Lectio Divina
Jueves 18 de junio de 2026
«Ustedes, pues, recen así: 'Padre nuestro que estás en el Cielo...' (Mateo 6, 9)»
Hermanos y hermanas, la Palabra de Dios nos invita hoy a reflexionar sobre la oración, un diálogo esencial con nuestro Padre celestial. El evangelio de San Mateo (6, 7-15) nos presenta a Jesús enseñando a sus discípulos la manera correcta de orar, contrastándola con las prácticas de los paganos que creían ser escuchados por la multitud de sus palabras. Jesús nos revela una oración sencilla, profunda y llena de confianza. El Señor nos entrega el 'Padre Nuestro', una síntesis perfecta de lo que debe ser nuestra relación con Dios y con el prójimo. No es una mera fórmula a repetir sin sentido, sino un camino para entrar en la intimidad divina, reconociendo a Dios como Padre y pidiendo por la llegada de su Reino, el cumplimiento de su voluntad, el pan de cada día, el perdón de los pecados y la liberación del mal. Es una oración que nos une a Cristo y nos introduce en el corazón de la vida trinitaria.
Queridos hermanos, al escuchar a Jesús enseñarnos a orar, somos invitados a examinar nuestra propia vida de oración. ¿Cómo nos acercamos a Dios? ¿Nuestra oración es un balbuceo sincero de hijos o una repetición mecánica? El Señor nos llama a la sencillez y a la confianza, a saber que nuestro Padre conoce nuestras necesidades antes de que se las expresemos, como nos recuerda el mismo pasaje. Esta oración nos desafía también en nuestra relación con los demás. 'Perdona nuestras ofensas, así como nosotros perdonamos a los que nos han ofendido' (Mateo 6, 12). Esta frase es crucial, pues Jesús enfatiza que nuestro perdón será proporcional al que nosotros ofrecemos a nuestros hermanos. No podemos pedir el perdón de Dios si no estamos dispuestos a perdonar. Es una invitación a la reconciliación, a la misericordia y a la construcción de la comunión, valores esenciales del Reino que pedimos que venga.

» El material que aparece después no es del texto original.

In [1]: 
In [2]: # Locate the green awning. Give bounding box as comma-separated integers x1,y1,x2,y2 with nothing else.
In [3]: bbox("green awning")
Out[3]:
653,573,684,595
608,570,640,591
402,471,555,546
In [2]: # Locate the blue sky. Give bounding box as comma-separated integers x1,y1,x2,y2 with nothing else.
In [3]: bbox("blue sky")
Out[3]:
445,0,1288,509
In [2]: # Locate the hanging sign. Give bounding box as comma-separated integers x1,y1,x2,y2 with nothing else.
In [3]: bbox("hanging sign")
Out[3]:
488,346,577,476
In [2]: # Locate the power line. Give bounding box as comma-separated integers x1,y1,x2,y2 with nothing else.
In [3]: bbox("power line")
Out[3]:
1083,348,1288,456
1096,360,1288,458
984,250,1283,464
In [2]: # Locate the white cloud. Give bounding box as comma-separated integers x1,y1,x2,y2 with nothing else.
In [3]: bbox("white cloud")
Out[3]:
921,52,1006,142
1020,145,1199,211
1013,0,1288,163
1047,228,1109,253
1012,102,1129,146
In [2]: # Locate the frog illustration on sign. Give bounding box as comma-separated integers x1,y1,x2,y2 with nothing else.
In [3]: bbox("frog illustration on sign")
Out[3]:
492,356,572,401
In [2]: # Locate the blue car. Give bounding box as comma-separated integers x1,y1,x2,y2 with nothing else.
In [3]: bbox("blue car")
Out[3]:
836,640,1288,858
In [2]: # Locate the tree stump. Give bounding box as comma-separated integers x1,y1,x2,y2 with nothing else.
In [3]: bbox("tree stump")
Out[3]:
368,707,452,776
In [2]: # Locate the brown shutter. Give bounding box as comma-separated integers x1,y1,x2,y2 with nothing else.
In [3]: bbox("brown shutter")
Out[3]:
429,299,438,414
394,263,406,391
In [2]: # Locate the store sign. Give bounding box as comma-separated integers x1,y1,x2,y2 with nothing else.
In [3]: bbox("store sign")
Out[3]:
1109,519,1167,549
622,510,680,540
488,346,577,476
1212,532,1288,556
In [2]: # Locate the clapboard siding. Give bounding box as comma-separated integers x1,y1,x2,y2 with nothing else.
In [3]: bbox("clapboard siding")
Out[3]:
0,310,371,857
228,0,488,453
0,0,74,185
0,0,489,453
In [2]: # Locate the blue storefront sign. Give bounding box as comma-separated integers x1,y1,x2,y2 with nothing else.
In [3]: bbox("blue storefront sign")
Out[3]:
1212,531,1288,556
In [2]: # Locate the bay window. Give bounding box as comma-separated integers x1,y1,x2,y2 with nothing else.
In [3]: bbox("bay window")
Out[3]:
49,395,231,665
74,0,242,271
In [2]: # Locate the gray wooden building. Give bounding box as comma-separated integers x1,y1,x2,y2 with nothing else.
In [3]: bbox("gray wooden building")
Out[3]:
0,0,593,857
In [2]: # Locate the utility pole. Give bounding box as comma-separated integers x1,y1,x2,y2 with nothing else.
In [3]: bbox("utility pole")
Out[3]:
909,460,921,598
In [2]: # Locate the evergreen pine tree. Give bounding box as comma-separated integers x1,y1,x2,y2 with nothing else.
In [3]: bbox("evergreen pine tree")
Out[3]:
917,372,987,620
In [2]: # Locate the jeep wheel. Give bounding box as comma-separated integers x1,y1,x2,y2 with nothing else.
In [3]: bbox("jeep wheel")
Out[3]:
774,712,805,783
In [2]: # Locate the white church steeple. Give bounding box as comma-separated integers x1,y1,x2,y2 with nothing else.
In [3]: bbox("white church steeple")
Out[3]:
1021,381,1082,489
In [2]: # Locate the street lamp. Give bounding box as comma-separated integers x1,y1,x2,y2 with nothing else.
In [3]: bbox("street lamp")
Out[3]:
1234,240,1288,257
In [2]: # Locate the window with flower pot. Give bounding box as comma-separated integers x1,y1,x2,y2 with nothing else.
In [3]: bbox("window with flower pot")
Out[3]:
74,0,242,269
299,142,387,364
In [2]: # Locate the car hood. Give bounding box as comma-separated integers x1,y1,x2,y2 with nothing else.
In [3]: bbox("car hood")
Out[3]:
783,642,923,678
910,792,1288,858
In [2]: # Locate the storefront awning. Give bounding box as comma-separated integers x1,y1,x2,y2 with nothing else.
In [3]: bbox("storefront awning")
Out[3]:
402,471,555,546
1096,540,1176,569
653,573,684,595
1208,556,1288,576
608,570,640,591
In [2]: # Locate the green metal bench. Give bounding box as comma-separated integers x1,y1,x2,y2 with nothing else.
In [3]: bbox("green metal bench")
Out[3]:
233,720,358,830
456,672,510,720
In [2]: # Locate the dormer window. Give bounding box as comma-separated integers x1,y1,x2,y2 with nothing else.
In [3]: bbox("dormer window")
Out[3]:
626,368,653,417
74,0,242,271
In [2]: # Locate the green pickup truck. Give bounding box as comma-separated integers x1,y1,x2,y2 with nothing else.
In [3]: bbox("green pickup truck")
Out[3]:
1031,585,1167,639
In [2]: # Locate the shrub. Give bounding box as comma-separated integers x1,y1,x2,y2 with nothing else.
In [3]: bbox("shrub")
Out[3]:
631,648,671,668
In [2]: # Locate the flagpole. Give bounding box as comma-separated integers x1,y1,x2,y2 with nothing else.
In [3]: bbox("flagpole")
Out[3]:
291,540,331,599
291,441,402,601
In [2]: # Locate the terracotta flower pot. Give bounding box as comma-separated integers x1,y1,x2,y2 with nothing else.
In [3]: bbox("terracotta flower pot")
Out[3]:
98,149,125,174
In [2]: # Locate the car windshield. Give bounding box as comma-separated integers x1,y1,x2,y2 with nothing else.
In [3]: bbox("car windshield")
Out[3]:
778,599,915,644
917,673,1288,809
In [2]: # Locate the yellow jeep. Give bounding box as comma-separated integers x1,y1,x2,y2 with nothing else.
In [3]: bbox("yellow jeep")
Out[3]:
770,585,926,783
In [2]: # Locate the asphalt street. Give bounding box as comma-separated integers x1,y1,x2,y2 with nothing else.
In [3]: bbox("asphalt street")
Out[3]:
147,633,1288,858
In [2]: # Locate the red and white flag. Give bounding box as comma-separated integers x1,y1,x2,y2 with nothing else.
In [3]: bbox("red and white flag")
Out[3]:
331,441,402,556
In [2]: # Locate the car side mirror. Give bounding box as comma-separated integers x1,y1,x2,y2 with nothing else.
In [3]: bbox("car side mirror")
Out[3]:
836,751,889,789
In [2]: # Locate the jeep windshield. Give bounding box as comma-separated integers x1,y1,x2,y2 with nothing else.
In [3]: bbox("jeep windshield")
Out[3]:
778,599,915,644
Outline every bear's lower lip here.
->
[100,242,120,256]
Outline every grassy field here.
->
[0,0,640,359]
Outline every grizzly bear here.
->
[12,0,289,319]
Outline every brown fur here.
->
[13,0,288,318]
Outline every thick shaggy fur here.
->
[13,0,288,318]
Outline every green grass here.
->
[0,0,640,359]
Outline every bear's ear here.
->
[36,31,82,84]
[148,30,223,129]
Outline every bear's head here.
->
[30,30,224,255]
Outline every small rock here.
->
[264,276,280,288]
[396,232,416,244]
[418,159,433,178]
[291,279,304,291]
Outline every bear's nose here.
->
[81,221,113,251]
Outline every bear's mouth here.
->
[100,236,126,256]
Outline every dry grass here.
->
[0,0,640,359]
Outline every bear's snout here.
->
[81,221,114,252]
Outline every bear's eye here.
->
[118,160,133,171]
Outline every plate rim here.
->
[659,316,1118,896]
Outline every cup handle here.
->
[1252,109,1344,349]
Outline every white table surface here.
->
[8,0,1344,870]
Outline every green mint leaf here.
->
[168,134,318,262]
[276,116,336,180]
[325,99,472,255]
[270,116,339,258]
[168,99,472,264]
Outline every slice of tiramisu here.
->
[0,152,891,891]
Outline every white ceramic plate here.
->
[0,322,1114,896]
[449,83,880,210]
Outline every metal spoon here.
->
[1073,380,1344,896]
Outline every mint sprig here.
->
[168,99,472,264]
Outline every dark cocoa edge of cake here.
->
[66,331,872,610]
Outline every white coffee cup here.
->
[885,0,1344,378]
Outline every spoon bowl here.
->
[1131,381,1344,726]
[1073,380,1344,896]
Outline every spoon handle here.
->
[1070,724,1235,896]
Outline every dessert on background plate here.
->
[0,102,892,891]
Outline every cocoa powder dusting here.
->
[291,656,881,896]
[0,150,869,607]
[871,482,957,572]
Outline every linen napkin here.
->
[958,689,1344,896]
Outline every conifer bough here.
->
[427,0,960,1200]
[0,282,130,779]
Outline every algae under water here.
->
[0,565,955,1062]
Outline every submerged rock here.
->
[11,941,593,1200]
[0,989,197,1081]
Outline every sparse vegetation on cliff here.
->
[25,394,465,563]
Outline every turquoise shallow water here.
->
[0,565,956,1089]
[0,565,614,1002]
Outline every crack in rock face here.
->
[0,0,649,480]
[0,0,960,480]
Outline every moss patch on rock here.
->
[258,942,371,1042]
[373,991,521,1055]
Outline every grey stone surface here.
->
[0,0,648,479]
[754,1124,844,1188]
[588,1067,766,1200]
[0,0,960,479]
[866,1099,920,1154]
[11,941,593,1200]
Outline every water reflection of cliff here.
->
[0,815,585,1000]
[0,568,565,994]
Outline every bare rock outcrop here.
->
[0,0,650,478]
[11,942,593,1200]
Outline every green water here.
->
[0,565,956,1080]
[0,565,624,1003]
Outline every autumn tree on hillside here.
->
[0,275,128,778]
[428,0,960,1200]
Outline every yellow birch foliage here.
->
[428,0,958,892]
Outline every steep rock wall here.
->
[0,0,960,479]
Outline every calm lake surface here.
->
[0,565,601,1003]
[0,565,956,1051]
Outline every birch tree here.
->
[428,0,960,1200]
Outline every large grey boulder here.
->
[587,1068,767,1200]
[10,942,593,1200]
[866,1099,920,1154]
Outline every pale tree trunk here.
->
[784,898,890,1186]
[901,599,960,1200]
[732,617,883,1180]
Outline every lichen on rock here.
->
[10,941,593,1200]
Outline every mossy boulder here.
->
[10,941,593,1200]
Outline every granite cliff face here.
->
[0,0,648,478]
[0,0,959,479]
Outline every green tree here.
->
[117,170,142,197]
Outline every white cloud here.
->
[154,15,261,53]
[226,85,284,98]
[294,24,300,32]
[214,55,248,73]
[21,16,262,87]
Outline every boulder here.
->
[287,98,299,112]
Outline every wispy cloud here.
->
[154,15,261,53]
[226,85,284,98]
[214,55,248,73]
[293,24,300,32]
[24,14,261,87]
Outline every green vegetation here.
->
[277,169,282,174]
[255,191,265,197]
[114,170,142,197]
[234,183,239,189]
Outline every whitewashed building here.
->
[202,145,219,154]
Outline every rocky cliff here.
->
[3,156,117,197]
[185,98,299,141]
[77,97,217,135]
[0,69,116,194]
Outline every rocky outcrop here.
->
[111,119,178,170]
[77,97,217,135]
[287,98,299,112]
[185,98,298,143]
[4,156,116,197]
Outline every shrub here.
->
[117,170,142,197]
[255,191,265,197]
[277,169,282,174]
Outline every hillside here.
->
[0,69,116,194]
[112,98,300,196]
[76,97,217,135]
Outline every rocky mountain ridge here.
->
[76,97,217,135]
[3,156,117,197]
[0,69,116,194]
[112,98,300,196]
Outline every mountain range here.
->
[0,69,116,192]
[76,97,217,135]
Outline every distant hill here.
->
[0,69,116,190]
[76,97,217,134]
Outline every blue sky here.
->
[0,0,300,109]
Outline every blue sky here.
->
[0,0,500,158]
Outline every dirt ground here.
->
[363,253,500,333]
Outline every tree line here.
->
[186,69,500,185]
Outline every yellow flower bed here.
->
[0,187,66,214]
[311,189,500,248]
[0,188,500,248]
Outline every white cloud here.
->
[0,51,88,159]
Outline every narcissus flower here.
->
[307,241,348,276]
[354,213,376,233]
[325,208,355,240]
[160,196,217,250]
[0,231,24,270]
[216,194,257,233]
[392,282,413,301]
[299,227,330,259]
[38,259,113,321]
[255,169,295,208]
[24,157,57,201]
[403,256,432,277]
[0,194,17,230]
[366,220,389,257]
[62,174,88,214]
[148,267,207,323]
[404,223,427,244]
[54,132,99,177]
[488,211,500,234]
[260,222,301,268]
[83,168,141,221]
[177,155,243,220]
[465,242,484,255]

Señor Jesús, te damos gracias por enseñarnos a orar, por revelarnos el camino hacia el Padre. Concédenos la gracia de hacer nuestra esta oración, no solo con los labios, sino con el corazón. Ayúdanos a vivir cada petición, a confiar plenamente en tu providencia y a perdonar a quienes nos ofenden, para que nuestro Padre celestial también nos perdone a nosotros. Que tu Espíritu Santo nos guíe para que nuestra oración sea siempre un encuentro verdadero y transformador contigo.
Ahora, en silencio, descansa en la presencia del Padre. Repite lentamente las palabras del Padre Nuestro, dejando que cada frase penetre en tu corazón. Siente la cercanía de Dios, que te escucha como un Padre amoroso.
Hoy, me comprometo a rezar el Padre Nuestro con mayor consciencia y devoción, deteniéndome en cada una de sus peticiones, especialmente en la del perdón, y buscando una oportunidad para perdonar a alguien o pedir perdón si es necesario.